DAL NOSTRO INVIATO GERUSALEMME — Qualcosa si muove a Ramallah. Da poco più di 48 ore alla guida dell'Autorità nazionale palestinese, il nuovo presidente Abu Mazen ha preso la prima decisione per mettere in pratica il suo programma: ha ordinato ai capi dei servizi di sicurezza di adoperarsi per prevenire gli attacchi dei gruppi armati contro lo Stato ebraico e di intensificare i controlli ai confini di Gaza. In più, ha stabilito l'integrazione delle Brigate martiri di Al Aqsa nelle forze e nell'amministrazione dell'Anp.
Solo « un piccolo passo » , secondo Israele, che aspetta i fatti ( come ha ripetuto un portavoce del governo). Una decisione rilevante, invece, dal punto di vista palestinese: l'indicazione che la leadership ha scelto di accompagnare le trattative e i tentativi di persuasione con metodi più duri, affrontando anche il rischio di uno scontro interno.
Chi violerà queste disposizioni, ha detto il premier Abu Ala, « sarà punito » .

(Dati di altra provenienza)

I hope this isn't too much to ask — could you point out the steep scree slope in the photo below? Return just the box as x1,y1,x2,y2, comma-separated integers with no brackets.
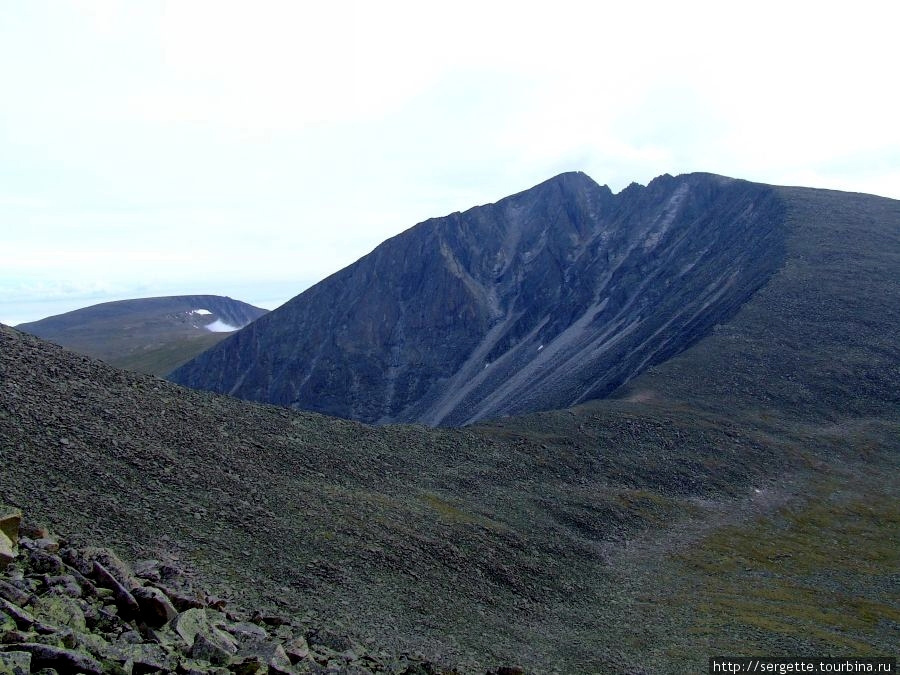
170,173,783,425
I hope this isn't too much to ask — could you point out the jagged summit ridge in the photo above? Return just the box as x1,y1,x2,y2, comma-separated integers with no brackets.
170,172,783,425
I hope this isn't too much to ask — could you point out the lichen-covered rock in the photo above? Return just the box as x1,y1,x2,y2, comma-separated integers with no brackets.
131,586,178,628
0,652,31,675
93,560,141,619
0,642,103,675
0,504,22,567
0,512,472,675
31,594,87,633
172,609,238,665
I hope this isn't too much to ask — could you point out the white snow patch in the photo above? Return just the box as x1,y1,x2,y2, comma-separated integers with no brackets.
204,319,239,333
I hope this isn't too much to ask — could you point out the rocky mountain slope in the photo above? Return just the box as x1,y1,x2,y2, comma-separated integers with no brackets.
0,177,900,675
18,295,267,376
170,173,784,425
0,505,472,675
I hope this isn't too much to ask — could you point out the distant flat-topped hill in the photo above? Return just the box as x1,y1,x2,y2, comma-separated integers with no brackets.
17,295,267,376
0,175,900,675
171,173,785,426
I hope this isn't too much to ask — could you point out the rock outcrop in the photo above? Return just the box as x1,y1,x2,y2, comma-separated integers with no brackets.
170,173,784,426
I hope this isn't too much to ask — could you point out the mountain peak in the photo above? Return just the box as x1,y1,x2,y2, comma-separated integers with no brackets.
171,171,782,425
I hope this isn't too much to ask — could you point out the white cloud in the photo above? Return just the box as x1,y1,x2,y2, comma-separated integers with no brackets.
0,0,900,318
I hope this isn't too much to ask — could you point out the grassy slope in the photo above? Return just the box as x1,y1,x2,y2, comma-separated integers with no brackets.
0,189,900,673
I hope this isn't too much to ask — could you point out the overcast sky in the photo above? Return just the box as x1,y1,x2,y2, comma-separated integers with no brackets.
0,0,900,324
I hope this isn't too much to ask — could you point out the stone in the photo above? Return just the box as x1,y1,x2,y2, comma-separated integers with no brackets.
171,609,237,658
0,598,34,630
131,586,178,628
33,537,59,553
104,642,178,675
0,579,30,607
0,504,22,568
232,642,291,673
0,652,31,675
94,560,141,620
28,548,65,576
67,547,137,589
31,594,87,632
0,642,103,675
284,635,309,663
19,519,50,539
189,632,237,666
224,621,269,645
0,532,19,567
131,560,162,581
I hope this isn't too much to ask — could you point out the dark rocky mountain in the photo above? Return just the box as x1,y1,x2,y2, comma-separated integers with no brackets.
170,173,785,425
0,177,900,675
18,295,268,376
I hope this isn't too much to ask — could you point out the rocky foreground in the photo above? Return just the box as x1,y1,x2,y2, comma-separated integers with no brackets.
0,507,524,675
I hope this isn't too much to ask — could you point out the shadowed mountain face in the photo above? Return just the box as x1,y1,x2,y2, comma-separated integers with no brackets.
18,295,267,376
170,173,784,426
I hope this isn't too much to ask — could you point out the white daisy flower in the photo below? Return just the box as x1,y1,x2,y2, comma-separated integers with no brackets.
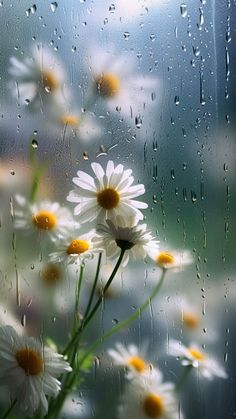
50,107,101,142
160,289,219,342
49,230,99,264
108,343,155,378
169,340,227,380
85,46,158,124
67,160,148,223
119,374,184,419
0,326,71,414
149,249,193,271
14,195,78,241
94,216,158,266
9,46,68,107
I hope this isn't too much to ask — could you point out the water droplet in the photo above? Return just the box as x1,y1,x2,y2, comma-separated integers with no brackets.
150,33,156,42
31,138,38,149
135,115,143,129
180,3,188,18
30,4,37,15
83,151,89,160
108,3,116,13
175,96,179,106
124,32,130,40
50,1,58,13
21,314,26,327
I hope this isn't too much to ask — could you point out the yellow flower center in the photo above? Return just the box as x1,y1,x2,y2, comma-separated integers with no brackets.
97,188,120,210
66,239,89,255
128,356,147,373
96,73,120,98
182,312,199,329
143,393,164,419
15,348,44,375
42,70,59,93
188,348,205,361
156,252,175,266
40,263,61,285
32,211,57,230
60,114,79,127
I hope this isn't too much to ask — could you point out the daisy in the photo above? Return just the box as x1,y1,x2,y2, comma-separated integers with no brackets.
169,340,227,380
49,230,99,264
0,326,71,414
94,216,158,266
67,160,148,223
108,343,154,378
14,195,78,241
49,106,101,142
119,373,183,419
85,46,158,126
149,249,193,271
9,46,68,107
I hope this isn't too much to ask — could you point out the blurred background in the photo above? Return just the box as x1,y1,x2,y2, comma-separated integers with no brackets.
0,0,236,419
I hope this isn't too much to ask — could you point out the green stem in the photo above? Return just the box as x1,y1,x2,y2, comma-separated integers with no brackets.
81,249,125,331
1,400,16,419
84,253,102,318
80,269,166,364
175,365,193,391
63,249,125,355
72,264,84,335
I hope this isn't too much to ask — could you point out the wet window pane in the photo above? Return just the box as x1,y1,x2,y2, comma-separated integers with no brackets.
0,0,236,419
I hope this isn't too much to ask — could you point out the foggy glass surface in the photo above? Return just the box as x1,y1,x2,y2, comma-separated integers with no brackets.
0,0,236,419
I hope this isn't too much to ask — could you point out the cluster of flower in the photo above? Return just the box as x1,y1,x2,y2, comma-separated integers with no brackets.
9,45,157,140
108,340,227,419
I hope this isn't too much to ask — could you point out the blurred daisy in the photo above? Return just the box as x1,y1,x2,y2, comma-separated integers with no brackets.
0,326,71,414
49,230,99,264
108,343,154,378
169,340,227,380
163,289,217,342
149,249,193,271
119,374,183,419
51,107,101,142
94,216,158,266
14,195,78,241
9,46,68,107
67,160,148,223
85,47,157,122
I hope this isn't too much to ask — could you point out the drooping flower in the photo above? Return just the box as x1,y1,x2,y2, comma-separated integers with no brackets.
0,326,71,414
119,373,183,419
49,230,99,264
67,160,148,223
14,195,78,241
87,47,158,126
149,249,193,271
169,340,227,380
9,45,66,108
94,216,158,266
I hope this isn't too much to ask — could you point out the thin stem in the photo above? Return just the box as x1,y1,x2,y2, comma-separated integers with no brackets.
81,249,125,331
72,264,84,334
80,269,166,364
175,365,193,391
84,253,102,318
63,250,125,355
1,400,16,419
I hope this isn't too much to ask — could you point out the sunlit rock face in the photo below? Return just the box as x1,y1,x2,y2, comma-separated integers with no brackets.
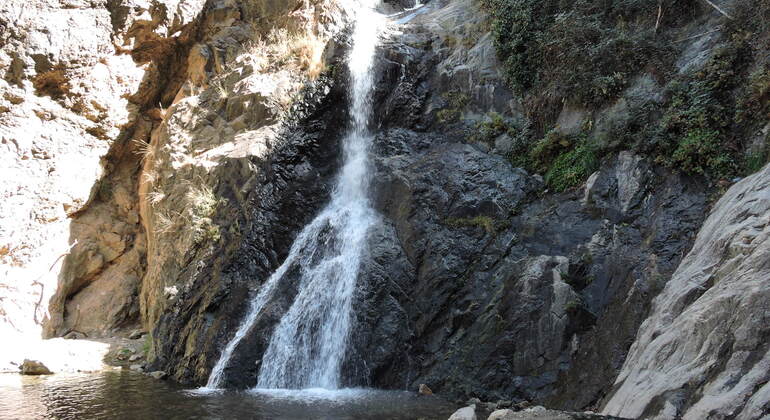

Il capo della sicurezza preventiva a Gaza, Rashid Abu Shbakh, si è detto pronto ad adottare « misure concrete sul campo » . Ma ha anche fatto capire che la strategia è continuare a discutere con Hamas e Jihad islamica per un cessate il fuoco: « I colloqui andranno avanti per qualche giorno, se non si assumeranno le proprie responsabilità, ci troveremo obbligati a prendere provvedimenti contro di loro » . Un'ipotesi potrebbe essere quella di chiedere la consegna delle armi. Bisognerà poi vedere con quale risposta. Hamas e Jihad hanno già respinto l'invito del Comitato esecutivo dell'Olp ad abbandonare la violenza, ma al tempo stesso non sono chiuse al dialogo. Tra oggi e domani, Abu Mazen dovrebbe recarsi personalmente a Gaza per portare avanti i colloqui. Quanto alle Brigate martiri di Al Aqsa, gruppi ribelli nati all'interno del Fatah ( il partito del presidente) all'inizio della seconda Intifada, i dirigenti dell'Anp contano su una reazione nel complesso positiva. Pur sapendo che le realtà locali sono molto diverse e che alcuni piccoli gruppi che si muovono sotto l'etichetta Al Aqsa non sono interessati a diventare « legali » : trovano più conveniente il caos. Gli altri tratteranno. Lo ha spiegato uno dei portavoce, Nasser Jumaa: « Abu Mazen deve discutere a lungo con noi, l'occupazione continua e noi riteniamo inopportuno dissolvere l'ala militare della resistenza » . « Non possiamo cedere le armi — dice Jumaa — , ma se Israele si ritira da Gaza e dalle città, e se ci sono progressi politici, considereremo questa misura come necessaria per mettere ordine nella casa palestinese » .
Il portavoce indica anche che le Brigate sostengono gli sforzi di Abu Mazen per riunificate i servizi di sicurezza: « Non c'è bisogno di organizzazioni in stile mafioso come le guardie presidenziali e Forza 17 » , conclude Jumaa. Gli stessi dirigenti dei corpi che saranno soppressi, spiegano gli analisti locali, sarebbero ormai rassegnati alla riforma: saranno ridotti da undici ( eredità di Arafat, che divideva per governare) a tre. Molti dei capi starebbero già facendo le valigie per lasciare i Territori.
Dalla riunione di governo palestinese è venuta ieri anche la decisione di aprire un'inchiesta sull'attentato a Karni, giovedì scorso, in cui sono stati uccisi sei israeliani. Un passo in più che potrebbe ora convincere lo Stato ebraico a scongelare i rapporti con l'Anp, bloccati dal premier Ariel Sharon proprio dopo Karni. Ieri c'è stato un colloquio tra Abu Mazen e l'esponente della sinistra israeliana Yossi Beilin ( grazie al cui appoggio esterno è passato il nuovo governo Sharon). Nonostante le dichiarazioni dure dei giorni scorsi, sembrerebbe che Israele sia disposto a dare un po' di tempo al presidente palestinese.
« Non avrà 100 giorni di grazia » , ha detto ieri il vice ministro della Difesa Zeev Boim. Ma forse dieci sì.